Almost everyone feels stressed out from time to time. That helps explain yoga’s popularity; many people turn to this ancient practice for natural stress relief. 

These poses are among the best at turning down the tension.

Tree

The focus it takes to practice this pose helps you concentrate on something other than your stress. Tree Pose also improves balance while strengthening your core and legs.

Start in Mountain Pose: feet strongly rooted into the floor, chest lifted, arms at sides, fingers reaching to the ground. Then:

1. Bring your hands up to meet in prayer position in front of your heart.
Shift your weight into one foot, pressing into the big toe and tightening your core.
2. Lift the heel of the other foot and turn the foot outward, opening the groin, and bring that foot to the ankle of the standing foot.
3. When you feel balanced, lift the turned foot to the side of the calf or the thigh—do notplace the foot on the knee.
4. If you can, lift your arms above your head for several breaths before bringing them back to prayer position.
5. Release from the pose and repeat on the other side.

    Triangle

    In addition to relieving stress, Triangle also provides a good all-over stretch along with support for healthy digestion.

    Return to Mountain Pose. Then:

    1. Step your feet wide and turn the right foot to form a 90° angle with the left foot, which should turn slightly inward. The right heel should intersect with the left arch.
    2. Extend your arms parallel to the floor. Inhale, then exhale while reaching your right arm down towards the floor and shifting your hips to the left.
    3. Place your right hand on either the floor (or a block) by the right ankle or on your shin. Extend your left arm up, fingers spread.
    4. Inhale as you turn your head to gaze up at your fingertips. Hold for up to five breaths, then come up and repeat on the other side.

      Cat/Cow

      Technically two separate poses, Cat and Cow are almost always combined. In addition to helping with stress relief, Cat/Cow is great for strengthening your spine and massaging your internal organs.

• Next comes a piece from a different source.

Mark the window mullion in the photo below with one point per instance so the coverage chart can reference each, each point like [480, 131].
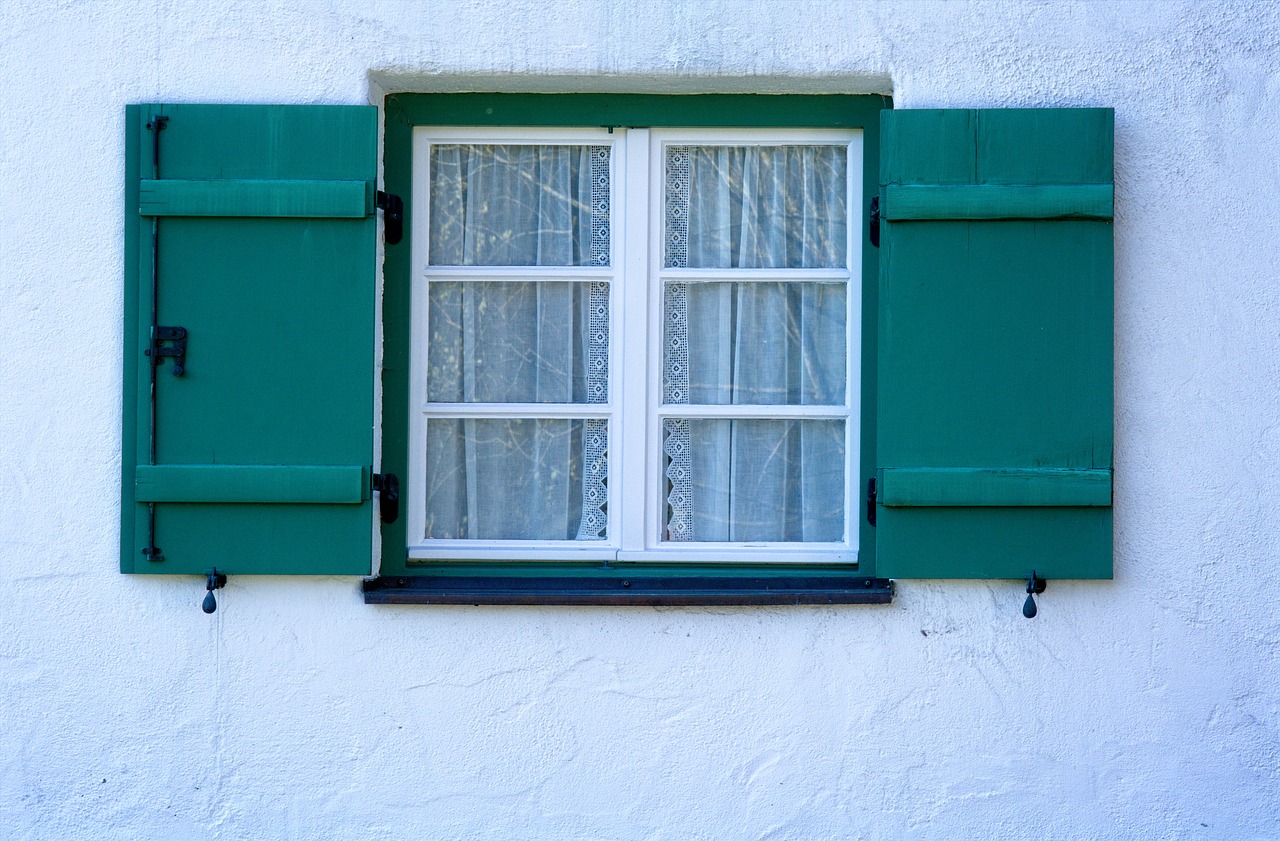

      Get onto all fours, shoulders above wrists and hips above ankles; your back should be in a neutral position. Then:

      1. Go into Cow Pose by inhaling and simultaneously lifting your bottom and pressing your chest forward, letting the abdomen sink towards the floor, gazing straight ahead. Don’t hunch your shoulders.
      2. Go into Cat Pose by exhaling and rounding your spine while tucking in your tailbone, releasing your head towards the floor (don’t force your chin to your chest).
      3. Go back and forth between the two poses for up to 10 breaths.

        Camel

        Besides helping to ease stress, Camel also allows you to open up the front of your body—especially important if you spend hours at a keyboard every day—while strengthening your back muscles and bringing flexibility to your spine.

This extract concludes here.